Over a decade of journalism gives you bad habits. I've picked up a truckload.
For instance, we journalists are obsessed with the pithy phrase - the all-encompassing 2-3 word expression that we think crystallizes what we want to say. Like "the new normal", "terror links", "the Arab street", "the Arab world".
Here's a tall claim: there's no such thing as "the Arab world." This monolith doesn't exist. Why? Because everybody in the Middle East looks down upon everybody else.
The Kuwaitis don't like the Jordanians, who hate the Syrians, who dislike the Lebanese, who might not like Egyptians, etc. etc.
Almost nobody likes the Palestinians. And the Saudis? Well, they're god's gift to the world, and pretty much don't like anyone.
All of which begets humour like this:
A Saudi and an Egyptian are at the airport, waiting for their flights.
"You Egyptians," says the wealthy, white-robed Saudi, "are no better than animals."
"What do you mean?"
"Well, let me explain - what did you eat for breakfast?"

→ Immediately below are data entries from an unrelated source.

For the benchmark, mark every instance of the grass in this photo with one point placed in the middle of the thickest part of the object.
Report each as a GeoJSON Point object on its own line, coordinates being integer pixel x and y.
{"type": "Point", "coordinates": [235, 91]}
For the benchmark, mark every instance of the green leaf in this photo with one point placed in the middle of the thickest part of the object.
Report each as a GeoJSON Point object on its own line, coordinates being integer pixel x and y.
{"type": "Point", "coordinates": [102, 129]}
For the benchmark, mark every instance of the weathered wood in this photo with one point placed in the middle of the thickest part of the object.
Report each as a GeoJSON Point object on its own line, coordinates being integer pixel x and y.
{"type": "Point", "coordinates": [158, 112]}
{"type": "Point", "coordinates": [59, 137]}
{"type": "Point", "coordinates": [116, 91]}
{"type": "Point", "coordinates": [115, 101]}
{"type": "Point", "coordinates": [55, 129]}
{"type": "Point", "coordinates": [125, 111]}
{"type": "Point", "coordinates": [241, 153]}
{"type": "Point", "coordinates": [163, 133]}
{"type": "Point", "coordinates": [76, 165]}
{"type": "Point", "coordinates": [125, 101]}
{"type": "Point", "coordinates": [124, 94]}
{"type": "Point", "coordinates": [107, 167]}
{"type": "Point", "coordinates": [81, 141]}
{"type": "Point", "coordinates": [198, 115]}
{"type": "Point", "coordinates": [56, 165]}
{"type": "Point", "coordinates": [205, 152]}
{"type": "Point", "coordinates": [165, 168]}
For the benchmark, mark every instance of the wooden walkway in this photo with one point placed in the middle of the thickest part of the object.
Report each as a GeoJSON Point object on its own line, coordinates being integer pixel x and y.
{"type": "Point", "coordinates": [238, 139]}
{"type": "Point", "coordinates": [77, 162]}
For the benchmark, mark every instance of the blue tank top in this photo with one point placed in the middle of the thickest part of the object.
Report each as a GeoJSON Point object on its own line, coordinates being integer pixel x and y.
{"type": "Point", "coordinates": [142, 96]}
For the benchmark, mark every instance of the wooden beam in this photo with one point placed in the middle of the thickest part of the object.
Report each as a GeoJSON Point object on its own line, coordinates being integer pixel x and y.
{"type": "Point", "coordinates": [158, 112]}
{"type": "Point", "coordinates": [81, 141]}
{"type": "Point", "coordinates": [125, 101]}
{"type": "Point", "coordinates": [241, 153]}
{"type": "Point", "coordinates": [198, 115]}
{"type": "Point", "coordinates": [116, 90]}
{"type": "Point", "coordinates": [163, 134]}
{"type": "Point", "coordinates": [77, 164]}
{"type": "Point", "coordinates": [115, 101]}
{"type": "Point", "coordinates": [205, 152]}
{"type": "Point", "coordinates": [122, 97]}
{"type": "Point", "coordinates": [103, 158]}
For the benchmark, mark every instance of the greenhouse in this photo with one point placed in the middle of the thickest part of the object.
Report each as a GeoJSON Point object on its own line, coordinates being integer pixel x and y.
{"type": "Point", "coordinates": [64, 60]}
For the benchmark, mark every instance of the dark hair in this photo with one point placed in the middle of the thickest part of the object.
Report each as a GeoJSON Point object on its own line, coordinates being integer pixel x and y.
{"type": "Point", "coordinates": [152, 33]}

"Fuul," is the immediate answer.
"And for lunch?"
"Well... fuul."
"Dinner?"
"Hmm... er.... um... fuul?"
The Saudi leans back.
"So tell me, then, what separates you from the animals?"
"Ah, that's easy!" exclaims the Egyptian. "It's the Red Sea."
Fuul is the middle eastern poor man's food - mashed fava beans with olive oil and spices, eaten with bread. It's cheap (a fuul sandwich is about 10 cents), delicious, and sits in your stomach for the whole day.
Everybody has their own recipe - the Lebanese make it with garlic, lemon and parsley, the Egyptians add tomatoes and spice it up, the Syrians throw in some chick peas, some other folk add eggs or onions or tahini.
But the wonderful thing about fuul is that everybody enjoys everybody else's recipe. Maybe this is what will unite the... Arab world?